Le nouveau radôme ne prouve pas encore la présence d’un radar

Le changement le plus visible concerne l’avant de l’appareil. Le radôme arbore une couleur différente du reste de la cellule, une caractéristique parfois observée lorsque les prototypes commencent à recevoir leurs équipements de mission.
Cette évolution pourrait donc signaler l’installation d’un radar. Elle ne constitue toutefois aucune preuve directe : les méthodes d’essai et les conventions de peinture varient selon les constructeurs et les programmes.
Autre détail notable, aucune perche de mesure ni sonde Pitot ne semble clairement dépasser du nez. La combinaison de cette absence apparente et du radôme repeint peut correspondre à une nouvelle configuration d’essais.
Des tuyères plus grandes et un capteur sous le nez
Les images montrent également des tuyères d’échappement élargies. L’hypothèse d’un recours au moteur chinois WS-15 est évoquée, mais elle demeure non confirmée.

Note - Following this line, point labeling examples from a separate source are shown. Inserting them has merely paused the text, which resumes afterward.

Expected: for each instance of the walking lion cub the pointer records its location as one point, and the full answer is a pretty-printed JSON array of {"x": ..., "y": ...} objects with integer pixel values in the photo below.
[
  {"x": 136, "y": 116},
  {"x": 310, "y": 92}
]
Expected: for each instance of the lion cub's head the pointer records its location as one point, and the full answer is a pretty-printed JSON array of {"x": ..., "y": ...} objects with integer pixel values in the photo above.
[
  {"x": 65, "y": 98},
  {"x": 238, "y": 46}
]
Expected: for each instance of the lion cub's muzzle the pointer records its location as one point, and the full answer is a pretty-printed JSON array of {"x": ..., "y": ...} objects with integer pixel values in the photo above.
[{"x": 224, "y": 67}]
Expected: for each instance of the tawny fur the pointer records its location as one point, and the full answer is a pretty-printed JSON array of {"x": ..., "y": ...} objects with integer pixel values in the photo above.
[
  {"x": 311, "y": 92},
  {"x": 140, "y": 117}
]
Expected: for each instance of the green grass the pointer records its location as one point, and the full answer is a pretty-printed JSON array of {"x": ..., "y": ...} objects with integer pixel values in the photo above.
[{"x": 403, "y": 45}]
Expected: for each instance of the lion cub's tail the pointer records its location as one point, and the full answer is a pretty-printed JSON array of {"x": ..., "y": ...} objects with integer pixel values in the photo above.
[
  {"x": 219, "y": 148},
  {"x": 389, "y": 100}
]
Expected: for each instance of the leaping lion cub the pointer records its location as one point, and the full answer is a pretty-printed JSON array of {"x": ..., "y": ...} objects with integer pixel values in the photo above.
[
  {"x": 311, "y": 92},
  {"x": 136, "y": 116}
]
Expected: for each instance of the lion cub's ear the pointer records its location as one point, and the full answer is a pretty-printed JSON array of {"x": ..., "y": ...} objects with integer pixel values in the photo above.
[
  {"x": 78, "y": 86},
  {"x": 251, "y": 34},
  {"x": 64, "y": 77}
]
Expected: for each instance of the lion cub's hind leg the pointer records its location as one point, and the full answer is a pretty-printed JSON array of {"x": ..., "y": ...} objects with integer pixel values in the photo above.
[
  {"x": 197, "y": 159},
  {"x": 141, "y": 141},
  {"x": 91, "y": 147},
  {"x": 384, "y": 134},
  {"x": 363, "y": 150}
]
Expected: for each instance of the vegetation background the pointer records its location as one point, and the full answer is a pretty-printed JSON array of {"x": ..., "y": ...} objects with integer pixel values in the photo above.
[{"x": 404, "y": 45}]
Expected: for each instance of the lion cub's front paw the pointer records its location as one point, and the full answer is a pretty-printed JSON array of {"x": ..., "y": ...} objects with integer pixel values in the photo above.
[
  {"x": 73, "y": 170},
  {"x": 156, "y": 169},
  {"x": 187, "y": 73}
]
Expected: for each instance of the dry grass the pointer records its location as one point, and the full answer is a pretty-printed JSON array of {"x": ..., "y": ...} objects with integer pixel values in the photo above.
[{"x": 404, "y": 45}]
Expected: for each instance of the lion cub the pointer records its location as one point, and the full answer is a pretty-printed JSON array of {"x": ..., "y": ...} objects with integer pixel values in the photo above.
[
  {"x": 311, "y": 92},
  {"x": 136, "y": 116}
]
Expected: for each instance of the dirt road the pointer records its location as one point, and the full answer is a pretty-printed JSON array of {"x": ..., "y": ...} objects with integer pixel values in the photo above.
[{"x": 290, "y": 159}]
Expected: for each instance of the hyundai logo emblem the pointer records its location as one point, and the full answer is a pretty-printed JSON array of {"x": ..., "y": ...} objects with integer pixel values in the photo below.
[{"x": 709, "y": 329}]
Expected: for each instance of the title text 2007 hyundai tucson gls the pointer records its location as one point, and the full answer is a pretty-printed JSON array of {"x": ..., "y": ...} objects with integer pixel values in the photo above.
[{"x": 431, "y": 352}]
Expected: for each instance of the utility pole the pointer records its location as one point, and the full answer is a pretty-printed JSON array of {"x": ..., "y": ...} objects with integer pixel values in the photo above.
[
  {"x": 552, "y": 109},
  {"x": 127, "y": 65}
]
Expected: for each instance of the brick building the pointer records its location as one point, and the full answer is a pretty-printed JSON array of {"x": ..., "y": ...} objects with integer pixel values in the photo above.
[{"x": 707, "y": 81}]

Une précédente observation au sol avait révélé des tuyères orientables en deux dimensions, dotées de surfaces séparées rappelant, dans leur principe, celles du F-22 américain.
Sous le nez apparaît par ailleurs une ouverture de forme losangée. Son aspect évoque les systèmes électro-optiques de ciblage intégrés à certains avions de combat modernes, notamment le F-35. Sa fonction exacte n’est cependant pas connue.
Le nombre d’appareils engagés dans les essais reste lui aussi incertain. L’expert Andreas Rupprecht estime que trois exemplaires du J-XDS pourraient voler, mais cette évaluation ne bénéficie d’aucune confirmation officielle chinoise.
Un autre avion chinois associé à un mystérieux système laser

En parallèle, une affiche présentée lors de la 14e exposition chinoise internationale d’électronique de défense mentionne un système d’acquisition, de suivi et de pointage destiné au J-36, un appareil chinois plus imposant doté de trois moteurs.
Le document associe ce dispositif à une « arme laser ». Cette formulation pourrait renvoyer à une arme à énergie dirigée, mais l’affiche ne permet de déterminer ni la fonction réelle du système ni son stade de développement. Il pourrait tout aussi bien participer à la détection, au ciblage ou au guidage.
L’illustration représente une tourelle capable de s’orienter dans plusieurs directions. Sur un avion furtif, un équipement constamment exposé compliquerait la gestion de la traînée et de la signature radar. Une installation rétractable ou logée dans la cellule serait donc envisageable, sans être confirmée.
Le troisième moteur du J-36 pourrait offrir une capacité supplémentaire de production électrique, potentiellement utile à un laser puissant. Cette lecture reste spéculative : l’architecture énergétique de l’avion demeure inconnue, tout comme le rôle précis de ce moteur.
Ce qu’il faut retenir de ces nouvelles images
La nouvelle apparence du J-XDS témoigne probablement de la poursuite active de ses essais. Les éléments les plus intéressants sont :
- un radôme gris clair pouvant correspondre à une évolution des équipements embarqués ;
- l’absence apparente de sonde de mesure sur le nez ;
- des tuyères modifiées et des extrémités d’ailes mobiles toujours présentes ;
- un possible système électro-optique sous l’avant de l’appareil.
Pour le lecteur, l’essentiel est de distinguer ce que les images montrent réellement de ce qu’elles suggèrent. Elles attestent d’une configuration en évolution, mais ne prouvent ni l’installation d’un radar précis, ni l’emploi du moteur WS-15, ni l’existence opérationnelle d’une arme laser chinoise.